誰がいちばん勝ち抜いて、掛け金をとるかという。
そういうマッシュアップですね。
- 糸井
- まさに「Face」のゲームというか。
- 山口
- はい、もう不謹慎極まりないんですけど。
だけど、こんなことを言ってはなんですけど、
そこでパッとプログラミングでゲームを作って
「みんな遊んでみて」とやってしまう発想って、
僕はある意味、すごくセンスがあるなと思ったんですね。
結果的に、そのゲームは学内で大流行するわけです。
当然大学当局にもバレて、彼は退学の瀬戸際までいく。
けれども保護観察処分ということになって、
ギリギリ退学せずに済むんですね。
そこから
「これだけユーザーもいることだし、
学内にどんな人がいるかがわかること自体は
助かるから、そういうサービスをやってよ」
という話になって。
さらに、隣のイェール大学の学生からも
「うちの大学でもやってくれ」
と声がかかり、あれよあれよという間に
アイビーリーグの学校みんながユーザーになるわけです。
それで「これは会社になるんじゃないか」
という流れができて、
最初のマッシュアップを作ってから
2年後くらいに会社にしたんですよね。
- 糸井
- あっという間ですね。
- 山口
- 何を言いたいかというと、最初は「遊び」なんです。
遊びでやっていたらユーザーがついて
「これ面白いからうちでもやってよ」と広がって、
結果的に他にないものができあがっていった。
でもいまってなにかはじめるとき、最初から
「マネタイズ(収益化)はどうするの?」
「事業化は?」「成長の計画、経営計画は?」
とかこまかく決めていくわけです。
だけどそうやってスタートして、
なにか驚くようなものができあがるかというと、
そうも言えない気がするんですよね。
- 糸井
- そういう進め方だと、みんなが
「やれるに決まってること」に手を出して、
そこでの競争になりがちですよね。
- 山口
- 糸井さんもほぼ日を作ったとき、
「どうやって儲けるか」は
まったく予想してなかったですし。
- 糸井
- 実際、できなかったんですよ。
そしてクリエイティブの面から見ると、
そこがわからないほうが良かったりするんです。
「どっちが儲かる」とかの計算ができすぎると
得するほうに行くのは、人間当たり前ですから。
その損得関係なく「何が面白い?」から
入っていけたほうがいいんですね。
その意味で、僕はフリーのときには
「数字はあまり読めないほうがいい」
くらいのことまで思っていたんです。
「このほうがみんなが食べていけるぞ」
みたいな意識があると、
いろんな判断に影響しますから。
だから当時の僕は、妻が不動産の広告を
見ているだけで嫌がっていたんです。
つまり「マンション買うつもりだな」があると
「じゃあこうしなきゃ」が出てくるから、
危ないなと思ってて。
そのくらい嫌だったんですよ。
- 山口
- すごい話ですね。
- 糸井
- まぁ、とはいえいまの僕は
「経営者」という立場があるので
「お金のことは何もわかりません」
とはできないんですけど。
- 山口
- 上場企業の社長として
「お金を見ないようにしてます」は
難しいですね。
- 糸井
- それは言えないですね。
だからいまは見ざるを得ないし、見てるから、
「この部分はこのくらい抑えて」
みたいなことはいつも考えてます。
だけどそれはもしかしたら、
ほぼ日という会社の爆発力みたいなものを
減らしてるかもしれないとは思うんです。
その意味で、社長をやってる自分を
早く解き放ちたいのはありますね。
- 山口
- そもそもお金にあまり興味のない人って
いるじゃないですか。
でも糸井さんの場合、
「興味があるからこそ見ないようにしていた」
というか。
- 糸井
- そうですね。

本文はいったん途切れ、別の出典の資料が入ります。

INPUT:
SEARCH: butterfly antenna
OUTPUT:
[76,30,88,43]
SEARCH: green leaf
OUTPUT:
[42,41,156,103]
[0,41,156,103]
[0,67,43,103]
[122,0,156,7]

非常に文学的な言い方ですけど、
人が「苦手だ」と言うことのなかには
「とても好きだ」が入っていると思うんです。
お金の話に限らず、何かについて
「俺は何も考えないんだよ」と言う人が、
本当にそう思っているとは思えないんですよ。
「その話は俺にしないでくれ」と言う人は、
やっぱりそこに強い興味が
ありすぎるんだと思いますから。
- 山口
- あと糸井さんは「本業じゃない仕事も
たくさんやってないとダメだと思った」
ともおっしゃられていて。
クリエイティビティを維持する上では
「無駄に見えること」や「役に立たないこと」も
すごく重要だという。
そこを取り込めなくなると
「枯れちゃうんじゃないか」ってことですよね。
- 糸井
- うん、瘦せますよね。
- 山口
- だから1980年代初頭、糸井さんが
「おいしい生活」のコピーなどで世の中の前面に
ものすごく出られた時期がありますけど、
その前には漫画雑誌の『ガロ』で、
実験的とも言えるようなこともいろいろされていて。
きっと一面から見れば、
そういう実験的な仕事をまったくやらずに、
本業のコピーの仕事だけに専念していたほうが、
稼ぎにはなったと思うんです。
でもそうしなかったところに、
僕はやっぱり知性を感じるというか。
普通はどうしてもその
インセンティブの部分が発想に入ってきて、
そっちに行きがちだと思うんですけど。
- 糸井
- ああ、どうなんでしょうね。
- 山口
- それで聞いてみたいのが、
「実のある無駄」と「本当の無駄」って
あるんじゃないかと思ってて。
糸井さんのご経験のなかでも、
振り返ってみて
「これは本当に無駄だったな」と思うものは
やっぱりありますか?
- 糸井
- そこはありますよね。
- 山口
- その峻別方法って、
なにかコツはあるものでしょうか?
たとえば会社の社員が
「毎日だいたい3分の2はパチンコしてます」
と言ってたら、ちょっと
「どうなのかな」って感じがする。
でもそういう経験も、実はなにか
役に立ってるかもしれないし。
「なにが実があるか」って
本当に難しい話だと思うんですけど。
- 糸井
- うーん‥‥実際には
「これは本当に無駄だな」だと思っていても、
あとで振り返ると
「あれも無駄じゃなかったな」と思えることって
けっこう多いんですよね。
- 山口
- つまり、峻別は難しいと。
- 糸井
- 難しいです。
そしてやっぱり「無駄かどうか」よりも
「どう生きるか」のほうが問われているんで。
だから
「これは無駄な時間、これは無駄な経験」とかって、
あまり採点しないほうがいいのかもしれないと、
まずは思いますよね。
- 山口
- やっぱり大事なのは「やってみたい」とか
「面白そうと思うかどうか」ですか?
- 糸井
- そのあたりも簡単には言えないところですね。
「つまんないな」と思いながら
やっていることは、僕ももちろんあるんです。
だけどそういうことが、後から面白くなったり、
意外な場所で役に立ったり、
新しい出会いにつながったりもしてますから。